Internacionalmente premiada e fotógrafa de referência, Ami Vitale viajou para cerca de 100 países nos últimos 20 anos, mas desengane-se quem julgar que Ami é uma fotógrafa de viagens. Por detrás de todas as paisagens e destinos fascinantes e exóticos que as suas imagens ilustram há sempre uma história com questões que Vitale apresenta ao Mundo e que pedem a nossa reflexão. Com um trabalho reconhecido para além fronteiras, esta americana estabelecida em Montana foi já comparada a mulheres extremamente talentosas e batalhadoras, como Jane Goodall, que arregaçam as mangas, que nos despertam e que nos fazem pensar

Texto Carla Santos Vieira  Fotos Ami Vitale

Com percurso académico em Relações Internacionais, como é que a fotografia e o jornalismo entram na sua vida?

Na juventude sempre fui dolorosamente tímida, desajeitada e introvertida. Quando peguei na câmara pela primeira vez senti que tinha uma razão para interagir com as pessoas e desviar a atenção sobre mim mesma. Comecei a sentir–me mais segura, a fotografia tornou-se um passaporte para aprender e para conhecer novas culturas. Agora é muito mais do que isso. É uma ferramenta através da qual consigo chamar a atenção e ajudar a compreender culturas, comunidades e países, é uma ferramenta que me ajuda a dar sentido àquilo que temos em comum neste mundo que todos partilhamos.

Em que aspecto é que a fotografia documental a cativou?

Não encaro o facto de viajar e de desenvolver trabalho documental apenas como uma aventura. Embora tenha a oportunidade de testemunhar coisas extraordinárias, não se trata apenas de partir para sítios exóticos. Na verdade a magia só começa quando ficamos num lugar e temos tempo suficiente para nos integrarmos, para compreendermos e para estabelecermos uma ligação. Todos temos a capacidade de sermos criativos e de moldarmos o mundo em que desejamos viver. A fotografia tem sido a minha plataforma para primeiro encontrar a a minha própria voz e depois para inspirar os outros a usarem as suas. A fotografia e a narração de histórias permite-nos maravilharmo-nos e quando nos maravilhamos apaixonamo-nos pelo mundo de um novo modo.

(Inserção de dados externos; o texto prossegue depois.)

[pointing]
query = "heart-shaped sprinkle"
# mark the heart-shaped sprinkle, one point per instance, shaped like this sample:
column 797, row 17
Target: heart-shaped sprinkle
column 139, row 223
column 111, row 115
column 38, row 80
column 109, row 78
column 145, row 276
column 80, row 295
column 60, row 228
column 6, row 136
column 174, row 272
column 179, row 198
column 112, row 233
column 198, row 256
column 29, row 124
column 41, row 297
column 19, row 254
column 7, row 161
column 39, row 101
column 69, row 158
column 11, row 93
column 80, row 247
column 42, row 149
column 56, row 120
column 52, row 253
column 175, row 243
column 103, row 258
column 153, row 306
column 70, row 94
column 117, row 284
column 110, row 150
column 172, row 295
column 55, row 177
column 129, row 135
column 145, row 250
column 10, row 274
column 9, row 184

Ainda se recorda de como se sentiu quando fez a primeira viagem de todas?

Senti-me libertada. Acho que muitas vezes vamos a um sítio e aterramos com a história já toda planeada nas nossas mentes. Aprendi que é necessário tempo para compreendermos e para contar outras histórias e uma vez que nos damos esse tempo acabamos por transformar-nos. Portanto, para mim viajar é na verdade desacelerar, aprofundar e conhecer as pessoas e os lugares que visito.

Considera-se uma contadora de histórias?

Sem dúvida. Depois de cobrir conflitos ao longo de quase uma década, à medida que fotografava pessoas e culturas, e até enquanto fotografava vida selvagem e Natureza, percebi que podia conferir a mesma sensibilidade às imagens que faço e mostrar que tudo está ligado. Mesmo quando os temas incidiam sobre segurança, todas as pessoas envolvidas acabavam por depender largamente da Natureza. Estas histórias não eram apenas sobre vida selvagem. Na verdade eram acerca de todos nós, acerca da nossa CASA, acerca do nosso futuro. Eram acerca do quão profundamente estamos realmente ligados uns aos outros.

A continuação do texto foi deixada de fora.